Seniors of today are looking to make the most out of their retirement years. They seek to enjoy every upcoming moment, to remain as healthy as possible, to provide service to their community and to explore new opportunities. The needs of seniors are evolving especially as more look to age in place. Thus, there is a variety of senior living community models aimed at providing a comfortable and welcoming environment for a different needs and preferences of seniors.  

When choosing a senior living community for yourself or for a loved one, you will have many important decisions to make. Here are a few things that you should keep in mind: level of care needed now and in the future, financial cost, what type of community is it and location of the community. 

Take a look at these common community types:

  1. Active Adult 55+ Communities for Home Buyers

Many seniors today are looking to age in a healthy and fulfilling manner. 55 Plus communities are neighborhoods of private homes or townhomes that are only for those 55 plus. Homes often feature design elements to keep in mind senior preferences such as first floor master bedrooms, walk-in showers, easy entrance, and more. Also, many communities offer community spaces, ground care and other services. Some will even include planned activities and offer a wellness center. To cover the cost of community upkeep and shared spaces, there is often a monthly fee. Newer 55+ communities often have a mix of retail and residential which creates walkable communities. Concerns with 55+ Communities is lack of support if additional care becomes necessary including memory care and long-term care.

  1. Senior Apartments

Senior apartments are age restricted to ensure those living there are 55 or older. They often offer activities and services that seniors would enjoy. Like the homes in the 55+ Communities, the design of the apartment considers the needs of seniors with wider doors, elevators and more. Apartments, also, take away the cost and stress of caring for a home such as groundskeeping, exterior maintenance and interior care like appliances. Some apartments will offer in-home care, dining services and activities for additional cost. Like 55+ Communities, future needs for care can be a concern.

  1. Assisted Living Homes

Assisted Living Homes or Personal Care Homes are perhaps one of the most common types of retirement communities in the country.  In Personal Care Homes, seniors receives varying levels of assistance with activities of daily living.  Support may help them with memory care, diet, medication management, bathing, laundry and more. The basic premise is to have a vibrant community of seniors who have access to daily care, social activities, and medical attention as necessary but maintain independence in their daily life.  Licensed nursing staff is available 24/7.

Residents typically live in furnished or unfurnished units that range in size, style, and overall theme. The aim is to create a personalized environment where seniors can remain comfortable and independent. Assisted Living can be standalone which means if a higher level of care is needed on a long-term or short-term basis, another location will need to be found. However, Personal Care and Assisted Living can also be part of a larger Life Plan Community which will give you access to a higher level of care if that becomes necessary.

  1. Nursing Homes for Skilled Nursing Care

Nursing homes, also referred to as Senior Healthcare Centers or Skilled Care, provide a higher level of medical care to seniors than in Personal Care. Residents of nursing homes typically require more specialized skilled nursing care from nursing staff including RNs, LPNs and CNAs.

At a nursing home, you can expect to receive assistance with taking medication, activities of daily living and meals.

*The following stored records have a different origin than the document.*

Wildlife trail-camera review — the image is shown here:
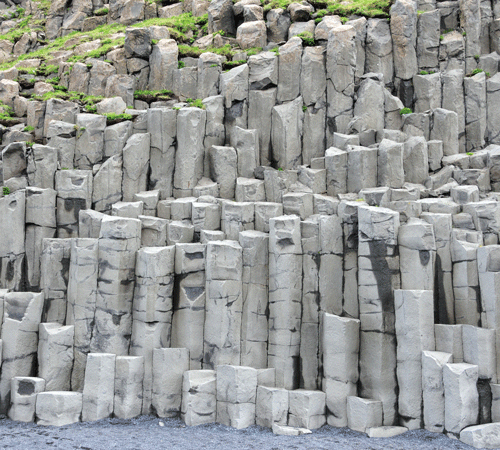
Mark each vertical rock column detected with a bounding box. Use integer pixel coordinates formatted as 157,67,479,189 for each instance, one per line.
451,230,483,326
358,206,400,425
0,292,43,414
477,245,500,384
321,313,359,427
40,239,71,325
421,213,455,324
398,218,436,292
443,363,479,435
203,241,243,369
338,201,359,319
0,191,26,291
300,46,326,164
130,246,175,414
66,238,99,392
152,348,189,417
173,107,207,198
267,216,302,389
113,356,144,419
458,0,481,73
390,0,418,107
91,217,141,355
240,230,269,369
300,216,343,390
172,244,206,370
82,353,116,422
422,351,453,433
56,170,93,238
26,187,56,291
38,322,75,391
148,108,177,200
464,72,486,152
300,216,321,390
326,25,356,141
394,290,435,430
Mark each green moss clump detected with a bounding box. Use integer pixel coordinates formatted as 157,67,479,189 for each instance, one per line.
297,31,315,47
94,8,109,16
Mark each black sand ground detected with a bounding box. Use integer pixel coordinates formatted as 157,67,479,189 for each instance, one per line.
0,416,488,450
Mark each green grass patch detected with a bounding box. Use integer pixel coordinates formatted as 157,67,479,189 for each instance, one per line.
466,68,483,77
261,0,392,16
134,89,173,103
94,8,109,16
186,98,205,109
103,113,133,125
297,31,315,47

Residents have medical reasons for being in Healthcare Centers for either long-term care or short-term rehabilitation. Skilled Nursing is essentially an upper level of nursing home care.

  1. Memory Care Community

Memory Care Support Communities focused on caring for those with dementia like Alzheimer’s and other memory impairments. They specialize in providing care and activities for those experience memory loss. Depending on their license they can be a Personal Care facility, a Long-Term Care facilities or both. Due to their specialization, they often offer secured memory care units for those with tendency to wander.

  1. Life Plan Communities (also known as Continuing Care Retirement Communities (CCRC))

A Life Plan Community, like United Zion Retirement Community, is a retirement community designed to offer continuum of living options as you age. They provide continued and long-term care to seniors from active adult independent residential living apartments and cottages to Personal Care to Long Term Nursing Care.

Life Plan Communities make it easier for you to plan your retirement from an early stage. By signing up for a Life Plan Community, you do not need to worry about finding the next level of care if you need it as you know that the community you are in can provide the needed care. Most folks start with apartments and cottages where residents live independently. These communities offer a variety of amenities from on-campus dining, social activities, fitness center, on-campus salon and more. Plus, they can receive services like housekeeping, laundry, grounds and maintenance. These additional services and knowing that skilled care is available in the future reduces worries and provides more care-free living.

The overall goal of a Life Plan Community is to keep residents on their feet and to promote a healthy, active lifestyle. From early morning walks to afternoon socializing, Life Plan Communities are equipped with amenities that promote health, social interaction, and overall wellness.